(texto escrito e postado no Facebook em 2018 e adaptado em 2020 para este blog).
As lembranças são formativas porque construíram corpo/pensamento.
Eu gosto muito de dançar. Alguns de
vocês já sabem disso. Sejam as danças populares do Brasil e pops internacionais assim como me dedicar a
um estilo de dança específico. Tenho uma trajetória nas danças formais, apesar
de estar em falta por motivos vários nos últimos tempos. Mas este é outro
assunto.
Nessa minha reflexão sobre o gosto pela dança percebi que minha lembrança mais antiga sobre o movimento dançado e que me marcou profundamente foi quando Carla Perez surgiu. É verdade, fiquei fascinada com a desenvoltura da baiana se requebrando. Achei muito diferente de tudo que tinha visto, eu contava nesta época os meus sete anos. Daí também dá para entender meu gosto pelas danças e músicas pops. Foi essa cultura que marcou minha infância dos sete aos oito anos, não porque não houvessem outros elementos, mas essa foi bem presente e influenciadora, o axé baiano estava com tudo no início dos anos 90
Com nove, outras presenças se deram pois foi quando entrei para a minha primeira escola de dança. A primeira marca de gosto pela dança foi mesmo com a Carla Perez. Falo com graça e seriedade aqui. Nada se comparava ao entusiasmo que eu sentia ao ver Carla Perez dançando. Carla Perez! e não Débora Brasil. Achava a Débora muito contida, econômica nos movimentos, mesmo dando para perceber que ela também tinha vocação. A Carla não, a Carla dançava tudo que ela podia dançar e isso me fascinava. Ela parecia ter muito gosto pelo que fazia e sabia que era boa. Sua segurança me chamava atenção com a mesma força que seus movimentos e, acredito, que uma coisa alimentava a outra.
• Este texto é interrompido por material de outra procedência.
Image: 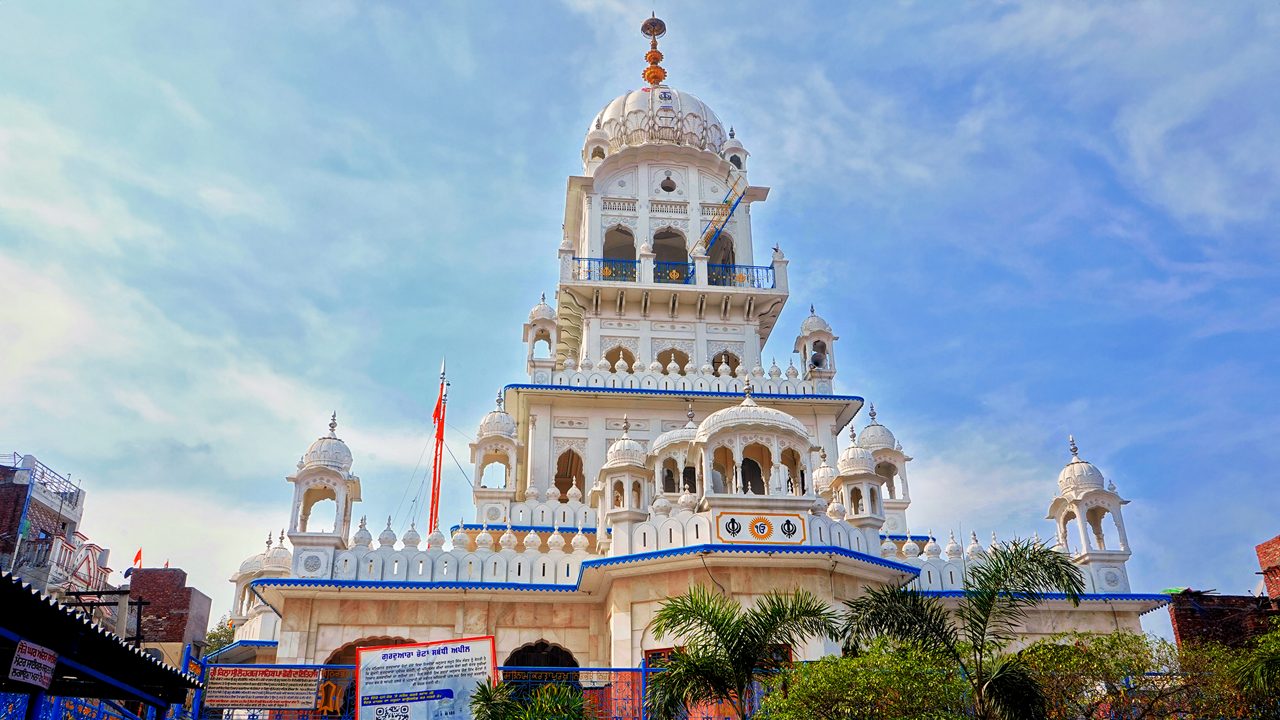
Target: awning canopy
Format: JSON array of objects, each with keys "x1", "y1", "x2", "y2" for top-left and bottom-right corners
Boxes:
[{"x1": 0, "y1": 572, "x2": 201, "y2": 707}]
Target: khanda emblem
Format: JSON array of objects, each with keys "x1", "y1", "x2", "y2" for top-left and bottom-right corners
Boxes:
[
  {"x1": 781, "y1": 519, "x2": 798, "y2": 539},
  {"x1": 725, "y1": 517, "x2": 742, "y2": 537}
]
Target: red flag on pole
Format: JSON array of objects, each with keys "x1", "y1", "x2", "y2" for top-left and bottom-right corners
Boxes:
[
  {"x1": 427, "y1": 359, "x2": 448, "y2": 534},
  {"x1": 133, "y1": 548, "x2": 142, "y2": 568}
]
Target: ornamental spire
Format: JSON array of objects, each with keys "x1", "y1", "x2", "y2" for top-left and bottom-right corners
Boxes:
[
  {"x1": 640, "y1": 14, "x2": 667, "y2": 87},
  {"x1": 328, "y1": 412, "x2": 338, "y2": 437},
  {"x1": 868, "y1": 403, "x2": 877, "y2": 424},
  {"x1": 1068, "y1": 434, "x2": 1079, "y2": 460}
]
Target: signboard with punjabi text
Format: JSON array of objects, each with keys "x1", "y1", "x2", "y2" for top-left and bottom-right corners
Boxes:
[
  {"x1": 8, "y1": 640, "x2": 57, "y2": 690},
  {"x1": 203, "y1": 666, "x2": 322, "y2": 709},
  {"x1": 356, "y1": 636, "x2": 496, "y2": 720}
]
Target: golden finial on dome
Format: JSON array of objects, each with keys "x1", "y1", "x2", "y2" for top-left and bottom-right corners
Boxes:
[{"x1": 640, "y1": 13, "x2": 667, "y2": 87}]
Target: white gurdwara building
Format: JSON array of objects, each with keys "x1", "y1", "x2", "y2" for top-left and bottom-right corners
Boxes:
[{"x1": 226, "y1": 19, "x2": 1164, "y2": 669}]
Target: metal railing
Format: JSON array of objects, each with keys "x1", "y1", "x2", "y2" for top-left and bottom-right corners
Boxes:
[
  {"x1": 708, "y1": 263, "x2": 775, "y2": 289},
  {"x1": 653, "y1": 261, "x2": 694, "y2": 285},
  {"x1": 575, "y1": 257, "x2": 638, "y2": 282},
  {"x1": 1, "y1": 693, "x2": 195, "y2": 720}
]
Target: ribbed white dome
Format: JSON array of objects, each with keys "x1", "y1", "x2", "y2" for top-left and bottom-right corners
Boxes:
[
  {"x1": 605, "y1": 420, "x2": 648, "y2": 469},
  {"x1": 477, "y1": 409, "x2": 516, "y2": 439},
  {"x1": 302, "y1": 414, "x2": 353, "y2": 473},
  {"x1": 800, "y1": 309, "x2": 832, "y2": 335},
  {"x1": 528, "y1": 294, "x2": 556, "y2": 323},
  {"x1": 1058, "y1": 436, "x2": 1105, "y2": 492},
  {"x1": 263, "y1": 532, "x2": 291, "y2": 571},
  {"x1": 693, "y1": 393, "x2": 810, "y2": 445},
  {"x1": 812, "y1": 452, "x2": 838, "y2": 496},
  {"x1": 587, "y1": 85, "x2": 728, "y2": 158},
  {"x1": 837, "y1": 443, "x2": 876, "y2": 476}
]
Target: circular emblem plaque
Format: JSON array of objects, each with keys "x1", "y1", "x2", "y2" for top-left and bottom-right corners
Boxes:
[{"x1": 303, "y1": 554, "x2": 322, "y2": 573}]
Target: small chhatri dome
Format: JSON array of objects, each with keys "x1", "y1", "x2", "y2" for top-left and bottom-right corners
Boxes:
[
  {"x1": 856, "y1": 404, "x2": 897, "y2": 451},
  {"x1": 651, "y1": 402, "x2": 698, "y2": 457},
  {"x1": 880, "y1": 534, "x2": 898, "y2": 558},
  {"x1": 694, "y1": 381, "x2": 811, "y2": 445},
  {"x1": 378, "y1": 517, "x2": 397, "y2": 548},
  {"x1": 1057, "y1": 435, "x2": 1105, "y2": 492},
  {"x1": 265, "y1": 529, "x2": 291, "y2": 570},
  {"x1": 237, "y1": 532, "x2": 271, "y2": 575},
  {"x1": 837, "y1": 427, "x2": 876, "y2": 475},
  {"x1": 812, "y1": 448, "x2": 838, "y2": 496},
  {"x1": 477, "y1": 392, "x2": 517, "y2": 439},
  {"x1": 302, "y1": 412, "x2": 354, "y2": 473},
  {"x1": 352, "y1": 516, "x2": 373, "y2": 548},
  {"x1": 800, "y1": 305, "x2": 832, "y2": 334},
  {"x1": 571, "y1": 528, "x2": 589, "y2": 552},
  {"x1": 604, "y1": 416, "x2": 648, "y2": 468},
  {"x1": 944, "y1": 531, "x2": 963, "y2": 561},
  {"x1": 402, "y1": 522, "x2": 422, "y2": 549},
  {"x1": 528, "y1": 293, "x2": 556, "y2": 323}
]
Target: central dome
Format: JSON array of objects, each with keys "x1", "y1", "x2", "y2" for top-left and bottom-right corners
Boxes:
[
  {"x1": 587, "y1": 85, "x2": 728, "y2": 157},
  {"x1": 694, "y1": 393, "x2": 811, "y2": 445}
]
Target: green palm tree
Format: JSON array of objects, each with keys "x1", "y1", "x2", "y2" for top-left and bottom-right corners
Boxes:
[
  {"x1": 843, "y1": 538, "x2": 1086, "y2": 720},
  {"x1": 469, "y1": 680, "x2": 586, "y2": 720},
  {"x1": 644, "y1": 584, "x2": 841, "y2": 720}
]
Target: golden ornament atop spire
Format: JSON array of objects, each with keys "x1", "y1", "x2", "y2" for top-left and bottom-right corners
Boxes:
[{"x1": 640, "y1": 13, "x2": 667, "y2": 87}]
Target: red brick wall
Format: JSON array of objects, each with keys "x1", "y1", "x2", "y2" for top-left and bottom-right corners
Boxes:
[
  {"x1": 1168, "y1": 591, "x2": 1279, "y2": 648},
  {"x1": 130, "y1": 568, "x2": 212, "y2": 645},
  {"x1": 0, "y1": 470, "x2": 28, "y2": 562},
  {"x1": 1257, "y1": 534, "x2": 1280, "y2": 599}
]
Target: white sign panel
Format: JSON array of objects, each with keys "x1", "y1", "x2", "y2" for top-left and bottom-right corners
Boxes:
[
  {"x1": 203, "y1": 666, "x2": 322, "y2": 709},
  {"x1": 714, "y1": 512, "x2": 807, "y2": 545},
  {"x1": 356, "y1": 636, "x2": 496, "y2": 720},
  {"x1": 8, "y1": 640, "x2": 57, "y2": 690}
]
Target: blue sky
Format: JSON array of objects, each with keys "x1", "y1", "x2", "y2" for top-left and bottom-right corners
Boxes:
[{"x1": 1, "y1": 1, "x2": 1277, "y2": 635}]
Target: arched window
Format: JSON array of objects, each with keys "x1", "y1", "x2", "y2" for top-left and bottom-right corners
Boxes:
[
  {"x1": 603, "y1": 226, "x2": 635, "y2": 262},
  {"x1": 612, "y1": 480, "x2": 624, "y2": 508},
  {"x1": 299, "y1": 485, "x2": 338, "y2": 533},
  {"x1": 712, "y1": 352, "x2": 741, "y2": 378},
  {"x1": 604, "y1": 346, "x2": 637, "y2": 373},
  {"x1": 712, "y1": 446, "x2": 734, "y2": 493},
  {"x1": 555, "y1": 450, "x2": 585, "y2": 502},
  {"x1": 851, "y1": 487, "x2": 865, "y2": 515},
  {"x1": 504, "y1": 640, "x2": 579, "y2": 669},
  {"x1": 780, "y1": 448, "x2": 803, "y2": 494},
  {"x1": 531, "y1": 328, "x2": 552, "y2": 359},
  {"x1": 741, "y1": 459, "x2": 763, "y2": 495},
  {"x1": 662, "y1": 458, "x2": 679, "y2": 493},
  {"x1": 1085, "y1": 506, "x2": 1110, "y2": 550},
  {"x1": 875, "y1": 462, "x2": 897, "y2": 499},
  {"x1": 809, "y1": 340, "x2": 828, "y2": 369},
  {"x1": 742, "y1": 443, "x2": 770, "y2": 495},
  {"x1": 682, "y1": 466, "x2": 697, "y2": 493},
  {"x1": 729, "y1": 154, "x2": 742, "y2": 170},
  {"x1": 708, "y1": 232, "x2": 736, "y2": 266},
  {"x1": 477, "y1": 452, "x2": 511, "y2": 489},
  {"x1": 653, "y1": 228, "x2": 688, "y2": 264},
  {"x1": 631, "y1": 480, "x2": 642, "y2": 509},
  {"x1": 656, "y1": 348, "x2": 689, "y2": 376}
]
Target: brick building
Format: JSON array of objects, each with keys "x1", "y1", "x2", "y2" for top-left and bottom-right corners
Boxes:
[
  {"x1": 126, "y1": 567, "x2": 212, "y2": 666},
  {"x1": 1167, "y1": 533, "x2": 1280, "y2": 648},
  {"x1": 0, "y1": 453, "x2": 111, "y2": 596}
]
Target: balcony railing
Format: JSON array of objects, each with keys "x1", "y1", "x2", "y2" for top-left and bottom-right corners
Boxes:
[
  {"x1": 575, "y1": 257, "x2": 637, "y2": 282},
  {"x1": 601, "y1": 197, "x2": 637, "y2": 213},
  {"x1": 708, "y1": 263, "x2": 775, "y2": 289},
  {"x1": 654, "y1": 261, "x2": 694, "y2": 284},
  {"x1": 651, "y1": 200, "x2": 688, "y2": 216}
]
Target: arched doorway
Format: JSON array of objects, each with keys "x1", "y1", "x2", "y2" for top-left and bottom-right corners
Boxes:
[
  {"x1": 321, "y1": 636, "x2": 416, "y2": 717},
  {"x1": 503, "y1": 640, "x2": 579, "y2": 668}
]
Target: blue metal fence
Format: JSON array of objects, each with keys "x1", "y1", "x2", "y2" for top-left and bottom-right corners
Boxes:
[
  {"x1": 0, "y1": 693, "x2": 195, "y2": 720},
  {"x1": 575, "y1": 257, "x2": 638, "y2": 282},
  {"x1": 653, "y1": 261, "x2": 694, "y2": 285},
  {"x1": 707, "y1": 264, "x2": 774, "y2": 289}
]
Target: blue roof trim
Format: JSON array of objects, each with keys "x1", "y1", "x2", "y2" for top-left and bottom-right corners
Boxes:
[
  {"x1": 250, "y1": 544, "x2": 917, "y2": 595},
  {"x1": 252, "y1": 577, "x2": 575, "y2": 593},
  {"x1": 580, "y1": 543, "x2": 920, "y2": 576},
  {"x1": 205, "y1": 639, "x2": 278, "y2": 661},
  {"x1": 504, "y1": 383, "x2": 864, "y2": 404},
  {"x1": 449, "y1": 523, "x2": 603, "y2": 535},
  {"x1": 918, "y1": 590, "x2": 1171, "y2": 604}
]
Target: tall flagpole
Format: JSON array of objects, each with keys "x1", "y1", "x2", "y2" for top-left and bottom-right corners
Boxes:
[{"x1": 428, "y1": 359, "x2": 448, "y2": 534}]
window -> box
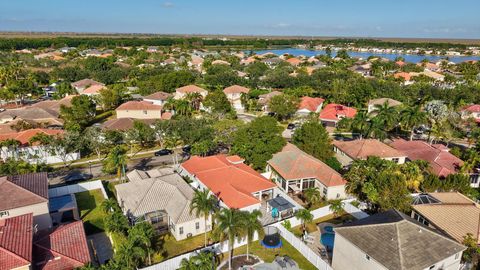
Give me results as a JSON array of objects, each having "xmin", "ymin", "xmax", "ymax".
[
  {"xmin": 322, "ymin": 187, "xmax": 327, "ymax": 196},
  {"xmin": 179, "ymin": 227, "xmax": 184, "ymax": 235},
  {"xmin": 392, "ymin": 158, "xmax": 399, "ymax": 163},
  {"xmin": 195, "ymin": 222, "xmax": 200, "ymax": 230},
  {"xmin": 429, "ymin": 265, "xmax": 435, "ymax": 269},
  {"xmin": 143, "ymin": 110, "xmax": 148, "ymax": 115},
  {"xmin": 365, "ymin": 254, "xmax": 370, "ymax": 260}
]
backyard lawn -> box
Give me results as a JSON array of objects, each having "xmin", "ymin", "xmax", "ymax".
[
  {"xmin": 291, "ymin": 213, "xmax": 354, "ymax": 237},
  {"xmin": 75, "ymin": 189, "xmax": 107, "ymax": 235},
  {"xmin": 227, "ymin": 237, "xmax": 317, "ymax": 270},
  {"xmin": 152, "ymin": 232, "xmax": 214, "ymax": 263}
]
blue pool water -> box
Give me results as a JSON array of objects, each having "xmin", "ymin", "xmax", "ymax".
[{"xmin": 321, "ymin": 226, "xmax": 335, "ymax": 250}]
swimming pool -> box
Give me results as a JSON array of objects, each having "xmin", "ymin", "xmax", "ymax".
[{"xmin": 321, "ymin": 226, "xmax": 335, "ymax": 250}]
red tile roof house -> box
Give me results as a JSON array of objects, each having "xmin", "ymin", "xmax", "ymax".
[
  {"xmin": 332, "ymin": 139, "xmax": 407, "ymax": 166},
  {"xmin": 116, "ymin": 101, "xmax": 171, "ymax": 120},
  {"xmin": 143, "ymin": 91, "xmax": 173, "ymax": 106},
  {"xmin": 174, "ymin": 85, "xmax": 209, "ymax": 100},
  {"xmin": 178, "ymin": 155, "xmax": 277, "ymax": 212},
  {"xmin": 390, "ymin": 139, "xmax": 479, "ymax": 187},
  {"xmin": 296, "ymin": 96, "xmax": 325, "ymax": 116},
  {"xmin": 319, "ymin": 104, "xmax": 357, "ymax": 128},
  {"xmin": 0, "ymin": 129, "xmax": 80, "ymax": 164},
  {"xmin": 223, "ymin": 85, "xmax": 250, "ymax": 112},
  {"xmin": 0, "ymin": 214, "xmax": 33, "ymax": 270},
  {"xmin": 70, "ymin": 79, "xmax": 104, "ymax": 94},
  {"xmin": 0, "ymin": 173, "xmax": 52, "ymax": 231},
  {"xmin": 266, "ymin": 143, "xmax": 347, "ymax": 200},
  {"xmin": 460, "ymin": 104, "xmax": 480, "ymax": 122},
  {"xmin": 80, "ymin": 84, "xmax": 106, "ymax": 97},
  {"xmin": 258, "ymin": 91, "xmax": 282, "ymax": 112}
]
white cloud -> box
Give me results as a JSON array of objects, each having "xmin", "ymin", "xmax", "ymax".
[{"xmin": 162, "ymin": 2, "xmax": 174, "ymax": 8}]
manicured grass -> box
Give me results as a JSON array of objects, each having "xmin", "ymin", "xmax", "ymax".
[
  {"xmin": 306, "ymin": 200, "xmax": 328, "ymax": 211},
  {"xmin": 75, "ymin": 189, "xmax": 107, "ymax": 235},
  {"xmin": 226, "ymin": 237, "xmax": 317, "ymax": 270},
  {"xmin": 152, "ymin": 232, "xmax": 213, "ymax": 263},
  {"xmin": 291, "ymin": 213, "xmax": 354, "ymax": 237}
]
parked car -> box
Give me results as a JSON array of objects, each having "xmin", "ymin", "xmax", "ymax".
[
  {"xmin": 63, "ymin": 172, "xmax": 93, "ymax": 183},
  {"xmin": 0, "ymin": 108, "xmax": 6, "ymax": 112},
  {"xmin": 287, "ymin": 123, "xmax": 296, "ymax": 130},
  {"xmin": 154, "ymin": 149, "xmax": 173, "ymax": 156},
  {"xmin": 182, "ymin": 145, "xmax": 192, "ymax": 153}
]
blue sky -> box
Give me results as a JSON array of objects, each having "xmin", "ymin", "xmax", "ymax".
[{"xmin": 0, "ymin": 0, "xmax": 479, "ymax": 39}]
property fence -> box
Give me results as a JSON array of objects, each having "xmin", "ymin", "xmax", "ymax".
[
  {"xmin": 342, "ymin": 199, "xmax": 370, "ymax": 220},
  {"xmin": 48, "ymin": 180, "xmax": 108, "ymax": 199},
  {"xmin": 283, "ymin": 205, "xmax": 334, "ymax": 227}
]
Era experimentação pura de movimentos
quando eu dançava as danças da Carla Perez, além de diversão com as amigas na
época. Lembro-me de na casa de uma dessas amigas (não é você Marcelinha)
dançando o “Segura o tchan”, eu explicando para a amiga que não era só o
movimento com as mãos que fazia “tchan tchan tchan tchan” tinha que usar pelve
e quadril também. A irmã mais velha dela ao passar por acaso por nós que
ajustávamos os passos no momento, olhou para mim e disse “Igualzinho! É assim
mesmo”. Fiquei orgulhosa de mim, verdadeiramente.
Como eu já tinha exercitado vários
movimentos coreográficos a partir de Carla Perez foi muito difícil para mim
quando surgiu a Thalia. Minha segunda fascinação da infância. A mexicana não
sabia dançar. Além de não saber dançar, o que ela tentava era ruim, mas meus
olhos de fã fascinada não davam tamanha importância à falta de jeito dela. Foi
difícil para mim adaptar a movimentação volumosa, vigorosa e harmônica de Carla
ao "desengonçamento" inacreditável de Thalia. A intérprete de Maria
do Bairro (foi aí que minha paixão por ela começou - e ficou) era tão convincente em sua
falta de jeito que comecei a levar mais uma vez para o lado experimental.
Minimizar e desajustar o movimento propositalmente era o meu desafio
coreográfico, já que por conta da minha habilidade e pelo modelo de dança que
tive a partir do modo “Carla Perez’ eu saberia fazer - o que Thalia tentava -
no ritmo e de maneira harmoniosa.
Trago estas memórias para afirmar a cultura popular e sair da contradição artificial entre popular e a criação de pensamento. Podemos fazer análises sobre a cultura midiática e massificadora das subjetividades, mas neste texto a intenção não é esta. Aqui, pelo inusitado e gracejo, pretendi dizer do valor de descobrir a dança, de descobrir uma sensibilidade que meu corpo tem desde criança e desierarquizar a cultura.
Vamos desdobrar esta ideia em outros posts.